Complexity in software development
Introduction
In software development, we encounter a lot of challenges that can affect the efficiency and quality of our work. Throughout my career in software, I've observed some recurring themes that often lead to unnecessary complexity, over-engineering, and technical debt in large software systems. While it's tempting to consider these issues in isolation, they're really interconnected, and their combined effects not only add together, but can be multiplicative. Here are some of my insights from 25+ years as a software person.
Lack of refactoring
Refactoring is an integral part of software development, yet it's too often overlooked. In short, it involves restructuring existing code without changing its external behavior. The absence of regular refactoring leads to a gradual increase in technical debt, a concept that reflects the extra development work arising from choosing an easy, limited solution right now, instead of using a better approach that would take longer.
Just over 10 years ago, I was invited to carry out an architectural review of a system for a team in the automotive industry, that struggled with slow development speed and low software quality. The team had avoided refactoring, in part due to time constraints, but also because they were not used to modern Agile principles in software development. Over time, the codebase became so spaghettified that adding new features or fixing bugs became almost impossible.
Premature generalization
Donald Knuth famously said "Premature optimization is the root of all evil." In my experience, this is still true, but I find premature generalization even worse. Developers, sometimes make code generalized and configurable, eager to impress or out of a misplaced sense of "correctness", long before it is really known that the code needs to be generic, because "best practices" say so.
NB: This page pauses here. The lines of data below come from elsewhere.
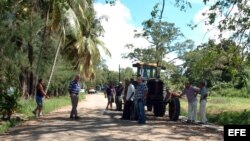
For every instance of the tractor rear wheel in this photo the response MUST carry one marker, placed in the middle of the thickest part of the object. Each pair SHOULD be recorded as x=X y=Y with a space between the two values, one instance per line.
x=159 y=109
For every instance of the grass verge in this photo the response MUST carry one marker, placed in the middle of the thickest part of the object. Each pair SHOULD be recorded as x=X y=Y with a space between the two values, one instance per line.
x=27 y=106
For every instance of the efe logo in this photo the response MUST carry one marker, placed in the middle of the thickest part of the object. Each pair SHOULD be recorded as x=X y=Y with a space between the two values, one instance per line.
x=236 y=132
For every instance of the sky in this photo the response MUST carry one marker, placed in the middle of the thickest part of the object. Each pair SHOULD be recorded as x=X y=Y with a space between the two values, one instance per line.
x=127 y=15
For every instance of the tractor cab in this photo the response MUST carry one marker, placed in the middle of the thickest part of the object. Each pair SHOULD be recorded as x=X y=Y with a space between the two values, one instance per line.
x=147 y=70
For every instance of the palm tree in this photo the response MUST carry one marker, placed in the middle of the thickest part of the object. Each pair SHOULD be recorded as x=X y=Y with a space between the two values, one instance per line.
x=79 y=31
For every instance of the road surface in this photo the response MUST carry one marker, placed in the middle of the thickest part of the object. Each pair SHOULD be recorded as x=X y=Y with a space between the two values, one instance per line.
x=98 y=124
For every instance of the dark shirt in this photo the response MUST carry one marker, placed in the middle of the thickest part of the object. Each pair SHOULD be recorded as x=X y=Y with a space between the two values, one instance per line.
x=38 y=91
x=119 y=90
x=109 y=90
x=74 y=87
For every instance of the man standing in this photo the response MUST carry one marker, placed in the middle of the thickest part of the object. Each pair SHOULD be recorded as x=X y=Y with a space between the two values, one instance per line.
x=191 y=94
x=74 y=89
x=140 y=99
x=40 y=93
x=118 y=97
x=129 y=101
x=203 y=102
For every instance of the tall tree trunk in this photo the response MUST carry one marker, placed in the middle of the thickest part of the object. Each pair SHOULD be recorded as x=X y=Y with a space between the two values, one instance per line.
x=43 y=44
x=54 y=62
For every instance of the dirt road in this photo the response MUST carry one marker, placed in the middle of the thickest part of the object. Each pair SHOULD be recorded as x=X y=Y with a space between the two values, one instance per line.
x=97 y=124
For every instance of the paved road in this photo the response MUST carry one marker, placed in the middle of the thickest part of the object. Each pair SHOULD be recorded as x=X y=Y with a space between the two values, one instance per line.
x=97 y=124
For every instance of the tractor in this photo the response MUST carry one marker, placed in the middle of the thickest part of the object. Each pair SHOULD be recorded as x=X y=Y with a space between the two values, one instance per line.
x=158 y=94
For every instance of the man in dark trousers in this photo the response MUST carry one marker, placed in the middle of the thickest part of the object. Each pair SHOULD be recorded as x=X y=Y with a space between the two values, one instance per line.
x=127 y=112
x=118 y=97
x=74 y=89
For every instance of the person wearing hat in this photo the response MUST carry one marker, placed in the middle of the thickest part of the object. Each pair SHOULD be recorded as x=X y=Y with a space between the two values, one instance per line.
x=140 y=97
x=118 y=96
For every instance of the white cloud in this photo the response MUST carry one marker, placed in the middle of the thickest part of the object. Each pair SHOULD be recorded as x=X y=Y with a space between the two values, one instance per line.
x=119 y=31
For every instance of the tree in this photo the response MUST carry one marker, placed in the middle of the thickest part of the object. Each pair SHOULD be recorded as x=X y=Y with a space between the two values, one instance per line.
x=227 y=15
x=215 y=62
x=163 y=39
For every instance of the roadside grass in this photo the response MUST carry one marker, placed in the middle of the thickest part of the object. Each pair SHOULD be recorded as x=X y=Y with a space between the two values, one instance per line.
x=224 y=110
x=27 y=106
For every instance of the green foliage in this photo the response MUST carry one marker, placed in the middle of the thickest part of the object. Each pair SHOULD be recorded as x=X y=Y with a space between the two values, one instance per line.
x=227 y=90
x=9 y=103
x=217 y=63
x=235 y=118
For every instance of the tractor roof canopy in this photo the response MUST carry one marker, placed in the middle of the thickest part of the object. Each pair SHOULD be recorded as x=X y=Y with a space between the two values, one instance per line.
x=147 y=70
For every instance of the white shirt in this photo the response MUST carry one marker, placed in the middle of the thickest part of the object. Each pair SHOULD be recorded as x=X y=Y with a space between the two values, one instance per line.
x=131 y=89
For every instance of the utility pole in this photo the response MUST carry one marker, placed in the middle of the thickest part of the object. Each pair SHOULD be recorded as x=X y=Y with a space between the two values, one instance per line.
x=119 y=73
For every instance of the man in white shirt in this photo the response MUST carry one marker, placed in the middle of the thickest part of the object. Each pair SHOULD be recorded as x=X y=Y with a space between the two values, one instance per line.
x=129 y=101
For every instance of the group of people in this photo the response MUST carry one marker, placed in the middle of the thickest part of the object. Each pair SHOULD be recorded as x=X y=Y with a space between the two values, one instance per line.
x=135 y=99
x=136 y=94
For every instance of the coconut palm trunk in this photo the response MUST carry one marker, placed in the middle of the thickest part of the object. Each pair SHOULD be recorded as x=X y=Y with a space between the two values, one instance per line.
x=55 y=59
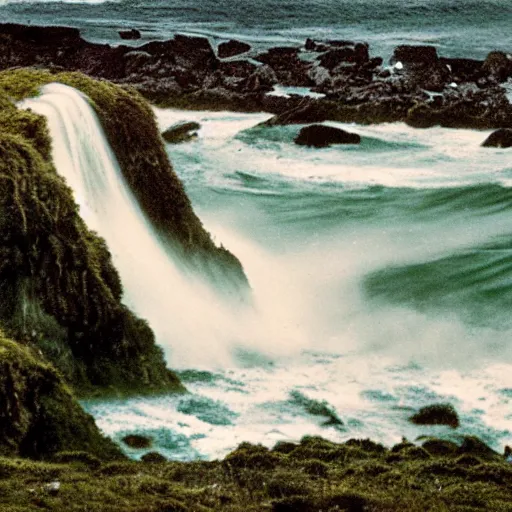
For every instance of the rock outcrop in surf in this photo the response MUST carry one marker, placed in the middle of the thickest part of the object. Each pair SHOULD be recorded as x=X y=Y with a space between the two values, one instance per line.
x=418 y=86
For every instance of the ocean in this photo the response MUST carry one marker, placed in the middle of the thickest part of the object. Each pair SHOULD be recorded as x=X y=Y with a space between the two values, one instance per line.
x=381 y=273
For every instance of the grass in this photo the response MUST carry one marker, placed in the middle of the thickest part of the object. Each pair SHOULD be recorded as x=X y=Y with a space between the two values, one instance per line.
x=365 y=481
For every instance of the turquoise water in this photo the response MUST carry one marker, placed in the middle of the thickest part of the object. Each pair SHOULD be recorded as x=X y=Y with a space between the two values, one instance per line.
x=470 y=28
x=381 y=278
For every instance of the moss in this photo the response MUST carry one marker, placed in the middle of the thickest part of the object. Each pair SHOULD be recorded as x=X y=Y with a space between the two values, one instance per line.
x=60 y=291
x=38 y=414
x=136 y=441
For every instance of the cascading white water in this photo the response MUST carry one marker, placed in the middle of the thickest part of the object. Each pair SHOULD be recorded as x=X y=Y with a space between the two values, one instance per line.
x=194 y=326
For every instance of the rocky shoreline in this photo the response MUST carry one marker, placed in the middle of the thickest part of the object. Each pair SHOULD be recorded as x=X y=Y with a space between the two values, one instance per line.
x=417 y=86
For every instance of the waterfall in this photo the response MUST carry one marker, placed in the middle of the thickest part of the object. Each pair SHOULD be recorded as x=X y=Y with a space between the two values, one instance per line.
x=189 y=321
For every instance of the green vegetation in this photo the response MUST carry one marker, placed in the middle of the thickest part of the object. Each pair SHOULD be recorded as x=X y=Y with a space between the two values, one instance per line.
x=60 y=292
x=355 y=476
x=436 y=414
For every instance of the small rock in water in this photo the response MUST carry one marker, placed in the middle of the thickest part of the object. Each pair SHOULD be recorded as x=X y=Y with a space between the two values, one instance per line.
x=232 y=48
x=501 y=138
x=153 y=458
x=130 y=34
x=181 y=132
x=137 y=441
x=321 y=136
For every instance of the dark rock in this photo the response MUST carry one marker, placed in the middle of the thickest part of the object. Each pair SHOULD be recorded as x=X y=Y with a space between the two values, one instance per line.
x=464 y=70
x=437 y=414
x=321 y=136
x=333 y=58
x=290 y=70
x=498 y=65
x=130 y=34
x=262 y=79
x=181 y=132
x=440 y=447
x=407 y=54
x=39 y=416
x=340 y=42
x=501 y=138
x=137 y=442
x=232 y=48
x=153 y=458
x=307 y=111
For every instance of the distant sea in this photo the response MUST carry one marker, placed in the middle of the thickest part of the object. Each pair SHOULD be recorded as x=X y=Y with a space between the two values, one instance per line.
x=469 y=28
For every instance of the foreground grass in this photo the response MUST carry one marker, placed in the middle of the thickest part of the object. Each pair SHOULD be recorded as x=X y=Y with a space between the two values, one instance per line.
x=311 y=476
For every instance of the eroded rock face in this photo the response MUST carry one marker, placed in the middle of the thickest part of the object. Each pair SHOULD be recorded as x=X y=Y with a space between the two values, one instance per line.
x=185 y=72
x=321 y=136
x=232 y=48
x=436 y=414
x=499 y=139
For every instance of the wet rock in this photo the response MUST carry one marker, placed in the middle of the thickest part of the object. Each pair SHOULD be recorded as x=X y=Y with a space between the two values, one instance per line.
x=498 y=65
x=321 y=136
x=436 y=414
x=501 y=138
x=153 y=458
x=411 y=55
x=232 y=48
x=130 y=34
x=290 y=70
x=464 y=70
x=307 y=111
x=136 y=441
x=181 y=132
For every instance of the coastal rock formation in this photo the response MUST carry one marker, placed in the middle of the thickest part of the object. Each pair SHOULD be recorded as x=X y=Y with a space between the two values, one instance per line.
x=232 y=48
x=321 y=136
x=436 y=414
x=38 y=414
x=499 y=139
x=422 y=88
x=60 y=291
x=130 y=34
x=181 y=132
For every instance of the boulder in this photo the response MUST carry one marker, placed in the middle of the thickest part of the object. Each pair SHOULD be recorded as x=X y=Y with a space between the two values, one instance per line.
x=412 y=55
x=321 y=136
x=232 y=48
x=501 y=138
x=498 y=65
x=181 y=132
x=436 y=414
x=130 y=34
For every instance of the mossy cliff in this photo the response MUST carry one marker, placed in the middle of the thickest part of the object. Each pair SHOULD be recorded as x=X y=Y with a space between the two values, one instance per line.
x=129 y=123
x=59 y=289
x=38 y=414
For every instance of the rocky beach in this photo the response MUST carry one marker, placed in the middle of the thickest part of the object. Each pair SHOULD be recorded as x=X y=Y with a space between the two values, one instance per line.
x=316 y=240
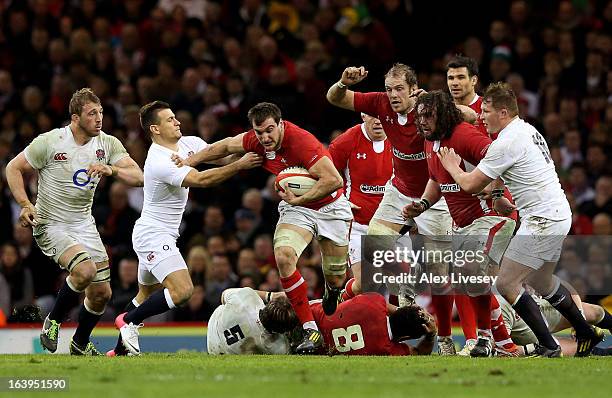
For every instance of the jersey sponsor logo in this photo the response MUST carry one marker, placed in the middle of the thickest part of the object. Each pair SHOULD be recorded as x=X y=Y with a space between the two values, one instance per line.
x=408 y=156
x=374 y=189
x=81 y=181
x=100 y=154
x=60 y=157
x=450 y=187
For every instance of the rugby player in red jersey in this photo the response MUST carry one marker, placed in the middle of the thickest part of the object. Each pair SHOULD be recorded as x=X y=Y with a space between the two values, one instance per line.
x=367 y=325
x=362 y=155
x=476 y=225
x=323 y=212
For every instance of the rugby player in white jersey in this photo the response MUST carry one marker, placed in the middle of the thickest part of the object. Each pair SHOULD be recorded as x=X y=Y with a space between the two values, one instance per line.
x=251 y=322
x=163 y=278
x=523 y=336
x=520 y=156
x=70 y=161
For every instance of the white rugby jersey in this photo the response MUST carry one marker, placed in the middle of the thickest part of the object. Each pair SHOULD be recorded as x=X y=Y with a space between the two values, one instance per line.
x=65 y=191
x=164 y=197
x=521 y=158
x=235 y=328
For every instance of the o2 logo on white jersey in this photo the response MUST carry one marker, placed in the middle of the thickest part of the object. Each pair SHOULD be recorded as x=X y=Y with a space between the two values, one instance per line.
x=352 y=338
x=81 y=179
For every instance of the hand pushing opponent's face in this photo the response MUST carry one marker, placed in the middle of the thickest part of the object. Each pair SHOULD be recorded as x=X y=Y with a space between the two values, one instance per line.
x=269 y=133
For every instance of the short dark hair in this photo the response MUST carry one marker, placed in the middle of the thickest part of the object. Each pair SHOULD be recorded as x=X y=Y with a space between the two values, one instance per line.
x=403 y=70
x=459 y=61
x=278 y=316
x=447 y=114
x=260 y=112
x=80 y=98
x=407 y=323
x=501 y=96
x=149 y=114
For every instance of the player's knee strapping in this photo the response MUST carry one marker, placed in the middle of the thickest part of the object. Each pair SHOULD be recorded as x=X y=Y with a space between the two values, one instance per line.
x=102 y=275
x=378 y=228
x=334 y=265
x=290 y=238
x=77 y=259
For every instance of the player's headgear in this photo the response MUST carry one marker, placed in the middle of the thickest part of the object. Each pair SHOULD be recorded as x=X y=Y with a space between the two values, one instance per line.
x=80 y=98
x=407 y=323
x=278 y=316
x=447 y=114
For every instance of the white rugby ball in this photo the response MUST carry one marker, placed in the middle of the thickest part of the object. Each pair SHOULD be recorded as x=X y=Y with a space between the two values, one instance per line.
x=297 y=179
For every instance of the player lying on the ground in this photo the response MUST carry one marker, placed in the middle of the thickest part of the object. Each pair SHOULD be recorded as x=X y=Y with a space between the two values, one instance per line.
x=527 y=340
x=251 y=322
x=364 y=325
x=368 y=325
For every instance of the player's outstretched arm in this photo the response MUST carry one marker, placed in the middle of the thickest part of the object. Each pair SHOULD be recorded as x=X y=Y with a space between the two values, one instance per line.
x=15 y=170
x=126 y=170
x=339 y=94
x=212 y=177
x=328 y=180
x=220 y=149
x=469 y=115
x=472 y=182
x=425 y=346
x=430 y=197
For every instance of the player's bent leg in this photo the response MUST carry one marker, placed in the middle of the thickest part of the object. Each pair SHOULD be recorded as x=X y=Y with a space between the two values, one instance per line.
x=82 y=271
x=334 y=261
x=97 y=295
x=289 y=243
x=509 y=285
x=560 y=297
x=144 y=291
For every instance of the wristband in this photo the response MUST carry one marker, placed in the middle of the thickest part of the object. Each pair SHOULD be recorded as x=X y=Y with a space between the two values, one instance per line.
x=425 y=203
x=497 y=194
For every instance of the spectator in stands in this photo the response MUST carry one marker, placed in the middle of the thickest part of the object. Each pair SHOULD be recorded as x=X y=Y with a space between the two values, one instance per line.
x=18 y=277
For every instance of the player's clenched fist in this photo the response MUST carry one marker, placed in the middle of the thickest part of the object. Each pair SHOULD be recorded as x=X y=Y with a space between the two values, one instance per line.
x=353 y=75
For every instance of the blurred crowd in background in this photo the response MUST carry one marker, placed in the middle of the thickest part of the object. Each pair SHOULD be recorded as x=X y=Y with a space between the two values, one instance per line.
x=212 y=60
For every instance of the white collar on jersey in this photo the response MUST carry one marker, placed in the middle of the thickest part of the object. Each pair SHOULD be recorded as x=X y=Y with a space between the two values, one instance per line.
x=378 y=146
x=510 y=125
x=402 y=119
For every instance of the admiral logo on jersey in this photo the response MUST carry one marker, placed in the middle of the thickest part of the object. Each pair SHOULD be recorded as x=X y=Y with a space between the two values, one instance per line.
x=450 y=187
x=375 y=189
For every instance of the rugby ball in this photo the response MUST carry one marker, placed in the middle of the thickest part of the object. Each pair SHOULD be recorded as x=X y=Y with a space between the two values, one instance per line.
x=297 y=179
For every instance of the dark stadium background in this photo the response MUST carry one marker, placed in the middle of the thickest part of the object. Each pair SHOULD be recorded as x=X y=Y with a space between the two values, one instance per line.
x=212 y=60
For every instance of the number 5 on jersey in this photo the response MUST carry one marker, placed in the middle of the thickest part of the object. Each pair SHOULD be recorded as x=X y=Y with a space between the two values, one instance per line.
x=233 y=335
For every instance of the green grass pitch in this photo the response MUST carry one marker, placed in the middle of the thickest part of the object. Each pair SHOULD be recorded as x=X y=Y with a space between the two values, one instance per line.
x=200 y=375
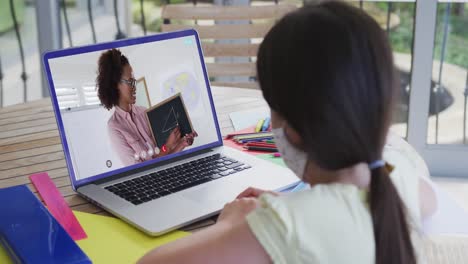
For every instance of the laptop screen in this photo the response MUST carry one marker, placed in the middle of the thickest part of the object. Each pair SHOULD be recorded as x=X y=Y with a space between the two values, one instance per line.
x=131 y=103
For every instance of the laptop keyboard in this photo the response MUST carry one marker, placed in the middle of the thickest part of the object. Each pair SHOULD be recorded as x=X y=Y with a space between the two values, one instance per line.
x=157 y=184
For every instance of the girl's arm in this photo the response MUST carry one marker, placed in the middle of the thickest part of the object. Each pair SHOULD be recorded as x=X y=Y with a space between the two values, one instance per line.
x=230 y=240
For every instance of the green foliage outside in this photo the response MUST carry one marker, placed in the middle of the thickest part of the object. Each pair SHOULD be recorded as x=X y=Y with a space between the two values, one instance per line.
x=457 y=41
x=6 y=22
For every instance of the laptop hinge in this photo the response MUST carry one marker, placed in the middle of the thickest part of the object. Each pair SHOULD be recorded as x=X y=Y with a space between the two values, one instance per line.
x=150 y=167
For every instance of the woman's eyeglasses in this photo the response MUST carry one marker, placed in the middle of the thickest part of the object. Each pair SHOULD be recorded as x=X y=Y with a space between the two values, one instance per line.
x=131 y=82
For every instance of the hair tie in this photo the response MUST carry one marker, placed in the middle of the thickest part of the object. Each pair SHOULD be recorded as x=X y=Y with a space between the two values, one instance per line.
x=376 y=164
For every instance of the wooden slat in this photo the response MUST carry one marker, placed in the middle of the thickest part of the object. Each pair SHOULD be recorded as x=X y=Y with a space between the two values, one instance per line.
x=224 y=31
x=249 y=85
x=33 y=123
x=30 y=137
x=26 y=118
x=29 y=153
x=28 y=111
x=23 y=106
x=231 y=69
x=87 y=208
x=28 y=131
x=31 y=160
x=225 y=12
x=25 y=145
x=232 y=50
x=27 y=170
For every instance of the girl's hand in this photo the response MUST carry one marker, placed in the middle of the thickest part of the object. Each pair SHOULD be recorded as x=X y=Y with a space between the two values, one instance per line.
x=254 y=193
x=179 y=146
x=236 y=211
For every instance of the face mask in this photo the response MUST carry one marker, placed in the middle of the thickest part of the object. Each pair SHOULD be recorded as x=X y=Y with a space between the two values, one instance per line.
x=294 y=158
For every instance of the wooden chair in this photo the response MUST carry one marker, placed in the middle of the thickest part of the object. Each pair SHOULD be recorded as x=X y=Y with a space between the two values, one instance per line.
x=259 y=21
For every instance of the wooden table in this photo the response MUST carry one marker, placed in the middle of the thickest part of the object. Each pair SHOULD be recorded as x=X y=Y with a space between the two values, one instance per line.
x=30 y=143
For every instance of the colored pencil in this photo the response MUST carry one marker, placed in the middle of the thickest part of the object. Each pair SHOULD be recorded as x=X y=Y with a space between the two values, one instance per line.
x=259 y=126
x=261 y=149
x=252 y=140
x=266 y=124
x=260 y=144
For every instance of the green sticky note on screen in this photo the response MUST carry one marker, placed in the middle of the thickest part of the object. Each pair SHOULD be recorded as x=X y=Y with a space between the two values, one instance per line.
x=269 y=157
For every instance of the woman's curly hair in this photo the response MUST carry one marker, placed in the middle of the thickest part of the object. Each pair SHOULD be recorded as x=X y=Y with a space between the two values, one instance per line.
x=110 y=68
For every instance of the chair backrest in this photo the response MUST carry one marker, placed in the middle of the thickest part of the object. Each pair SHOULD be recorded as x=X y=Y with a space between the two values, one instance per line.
x=257 y=22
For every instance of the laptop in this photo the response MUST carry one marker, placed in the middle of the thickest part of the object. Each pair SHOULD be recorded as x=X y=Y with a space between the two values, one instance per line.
x=155 y=193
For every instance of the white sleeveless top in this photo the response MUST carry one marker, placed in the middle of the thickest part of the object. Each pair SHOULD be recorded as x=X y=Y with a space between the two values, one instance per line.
x=331 y=223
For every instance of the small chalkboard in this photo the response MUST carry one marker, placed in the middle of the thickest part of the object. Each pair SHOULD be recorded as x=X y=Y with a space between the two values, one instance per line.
x=166 y=116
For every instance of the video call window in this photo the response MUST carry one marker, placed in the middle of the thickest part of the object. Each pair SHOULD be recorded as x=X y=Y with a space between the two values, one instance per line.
x=133 y=104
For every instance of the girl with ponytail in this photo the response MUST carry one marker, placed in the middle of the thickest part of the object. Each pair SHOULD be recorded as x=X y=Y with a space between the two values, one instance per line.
x=327 y=73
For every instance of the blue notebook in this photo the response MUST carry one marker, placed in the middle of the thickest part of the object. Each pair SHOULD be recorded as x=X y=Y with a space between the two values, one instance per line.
x=31 y=234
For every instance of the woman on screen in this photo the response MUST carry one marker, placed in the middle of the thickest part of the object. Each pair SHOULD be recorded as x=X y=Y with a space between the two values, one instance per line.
x=128 y=128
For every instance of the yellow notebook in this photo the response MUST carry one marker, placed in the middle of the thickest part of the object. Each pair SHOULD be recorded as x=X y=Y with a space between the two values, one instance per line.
x=111 y=240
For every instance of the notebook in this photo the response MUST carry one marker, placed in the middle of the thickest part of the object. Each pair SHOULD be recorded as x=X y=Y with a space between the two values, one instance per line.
x=30 y=234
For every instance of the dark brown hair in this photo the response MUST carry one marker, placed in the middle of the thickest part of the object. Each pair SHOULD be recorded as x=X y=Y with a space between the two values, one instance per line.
x=328 y=70
x=110 y=69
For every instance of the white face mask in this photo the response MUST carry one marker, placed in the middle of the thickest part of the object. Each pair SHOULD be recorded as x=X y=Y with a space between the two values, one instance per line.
x=294 y=158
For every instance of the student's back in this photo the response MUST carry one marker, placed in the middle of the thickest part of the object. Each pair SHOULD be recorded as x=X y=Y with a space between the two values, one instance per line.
x=327 y=73
x=331 y=223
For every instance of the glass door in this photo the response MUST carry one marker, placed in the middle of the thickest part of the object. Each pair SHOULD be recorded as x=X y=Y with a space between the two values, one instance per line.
x=437 y=125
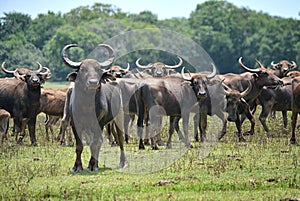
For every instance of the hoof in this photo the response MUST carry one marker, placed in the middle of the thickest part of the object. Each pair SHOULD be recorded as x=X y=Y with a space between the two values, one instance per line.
x=76 y=169
x=141 y=147
x=169 y=146
x=147 y=142
x=241 y=139
x=189 y=146
x=92 y=170
x=160 y=143
x=248 y=133
x=123 y=164
x=155 y=147
x=293 y=141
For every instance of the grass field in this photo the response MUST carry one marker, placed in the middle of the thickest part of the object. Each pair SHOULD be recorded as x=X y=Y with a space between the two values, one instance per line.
x=260 y=169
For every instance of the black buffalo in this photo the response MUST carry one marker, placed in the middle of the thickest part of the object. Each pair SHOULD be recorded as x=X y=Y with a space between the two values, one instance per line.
x=94 y=102
x=20 y=96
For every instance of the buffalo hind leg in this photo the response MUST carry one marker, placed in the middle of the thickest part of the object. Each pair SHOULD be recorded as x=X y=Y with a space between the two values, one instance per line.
x=95 y=149
x=79 y=148
x=294 y=121
x=239 y=129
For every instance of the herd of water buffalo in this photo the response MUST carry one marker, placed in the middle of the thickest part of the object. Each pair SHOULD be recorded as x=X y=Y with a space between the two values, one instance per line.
x=111 y=96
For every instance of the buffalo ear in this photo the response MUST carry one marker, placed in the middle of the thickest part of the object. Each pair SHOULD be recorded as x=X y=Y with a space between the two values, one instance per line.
x=71 y=77
x=107 y=77
x=254 y=75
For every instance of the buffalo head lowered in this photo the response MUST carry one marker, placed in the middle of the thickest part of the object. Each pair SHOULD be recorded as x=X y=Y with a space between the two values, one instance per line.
x=263 y=76
x=234 y=98
x=199 y=82
x=34 y=79
x=284 y=66
x=118 y=71
x=90 y=73
x=158 y=69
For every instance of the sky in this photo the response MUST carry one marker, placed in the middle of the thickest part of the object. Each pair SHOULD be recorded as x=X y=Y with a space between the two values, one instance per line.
x=162 y=8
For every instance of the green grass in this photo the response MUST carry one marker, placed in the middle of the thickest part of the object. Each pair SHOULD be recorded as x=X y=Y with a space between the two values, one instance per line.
x=261 y=169
x=56 y=85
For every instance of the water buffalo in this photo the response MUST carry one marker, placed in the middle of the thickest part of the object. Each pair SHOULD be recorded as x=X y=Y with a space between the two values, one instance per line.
x=295 y=106
x=259 y=78
x=276 y=98
x=171 y=97
x=94 y=102
x=20 y=96
x=283 y=67
x=52 y=103
x=4 y=122
x=236 y=105
x=118 y=71
x=158 y=69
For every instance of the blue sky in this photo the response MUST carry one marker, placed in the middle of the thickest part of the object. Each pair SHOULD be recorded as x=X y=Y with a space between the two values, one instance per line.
x=162 y=8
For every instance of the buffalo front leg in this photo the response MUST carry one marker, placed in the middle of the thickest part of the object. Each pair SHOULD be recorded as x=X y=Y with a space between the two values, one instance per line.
x=79 y=148
x=284 y=118
x=294 y=121
x=262 y=118
x=196 y=124
x=185 y=122
x=171 y=131
x=239 y=129
x=31 y=128
x=95 y=149
x=123 y=161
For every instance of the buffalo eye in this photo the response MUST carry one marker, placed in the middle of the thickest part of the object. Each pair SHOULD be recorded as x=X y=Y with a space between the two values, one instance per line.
x=264 y=74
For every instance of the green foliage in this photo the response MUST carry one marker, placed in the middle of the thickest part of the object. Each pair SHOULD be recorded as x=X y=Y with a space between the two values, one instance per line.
x=224 y=30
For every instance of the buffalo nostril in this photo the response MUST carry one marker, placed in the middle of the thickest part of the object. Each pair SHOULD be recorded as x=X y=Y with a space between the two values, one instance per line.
x=93 y=81
x=202 y=93
x=230 y=118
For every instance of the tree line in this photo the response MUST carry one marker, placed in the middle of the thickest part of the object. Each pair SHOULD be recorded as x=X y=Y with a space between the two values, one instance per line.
x=224 y=30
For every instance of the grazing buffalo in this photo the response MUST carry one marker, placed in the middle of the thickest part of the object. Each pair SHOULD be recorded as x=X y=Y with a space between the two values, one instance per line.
x=4 y=122
x=20 y=96
x=236 y=105
x=94 y=102
x=283 y=67
x=52 y=104
x=170 y=96
x=118 y=71
x=158 y=69
x=259 y=78
x=295 y=106
x=276 y=98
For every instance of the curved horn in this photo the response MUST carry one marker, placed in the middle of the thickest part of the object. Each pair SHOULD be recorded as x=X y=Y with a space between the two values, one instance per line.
x=246 y=68
x=137 y=63
x=213 y=74
x=18 y=76
x=111 y=58
x=294 y=65
x=183 y=76
x=274 y=66
x=226 y=89
x=176 y=66
x=5 y=70
x=47 y=72
x=65 y=58
x=40 y=68
x=244 y=93
x=259 y=63
x=127 y=69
This leads to complex, hard-to-maintain code, where the Shotgun Surgery antipattern drags productivity down to a complete halt.
It is always important to find a balance between generalization and readability. I can't count the number of projects I have been involved in where developers had introduces interfaces and factory patterns and configurability, but only one single concrete implementation was ever used. This inevitably led to a codebase that was very flexible, but nearly impossible for new team members to understand.
Pressure to deliver quickly
Software development's primary goal is to deliver business value. In a competitive world, time is often a make-or-break factor. However, the pressure to deliver quickly can lead to cutting corners. Quick fixes might seem like a good idea under time constraints, but they result in growing technical debt. I've seen projects where the push to release early led to significant post-launch issues that could have been avoided with a more measured approach. Then crashes and performance issues are often blamed on *"the software team"*, and the responsibility to fix the issues is seen as a cost item in the books.
Insufficient documentation and knowledge sharing
The importance of documentation and knowledge sharing cannot be overstated. They are one of the pillars of effective team collaboration, especially in complex business environments. When knowledge is siloed or documentation is outdated, the entire team's productivity suffers. New members struggle to get up to speed, and existing members waste time deciphering the codebase. Collaborative tools and practices are essential in fostering an environment where knowledge flows freely.
Weaving it all together
The interplay between all of these aspects can create a challenging environment. For example, the pressure to deliver quickly often leads to a lack of testing and insufficient documentation. Similarly, premature optimization can make future refactoring efforts more challenging, increasing technical debt.
As a software architect, my role is not just about designing systems but also about nurturing the processes and practices that lead to sustainable and maintainable software development. It involves advocating for time to refactor, resisting the urge to generalize and optimize prematurely, and ensuring that documentation and knowledge sharing are integral parts of the development process.
Conclusion
The path to efficient and effective software development is not linear. It requires a continuous balance and reassessment of our practices. As someone who has navigated these waters for a quarter of a century, I've learned that the key is not just in understanding these challenges but in actively working to integrate solutions into every phase of the software development lifecycle. By doing so, we can build not just software, but also teams and processes that are resilient, adaptable, and ultimately more successful.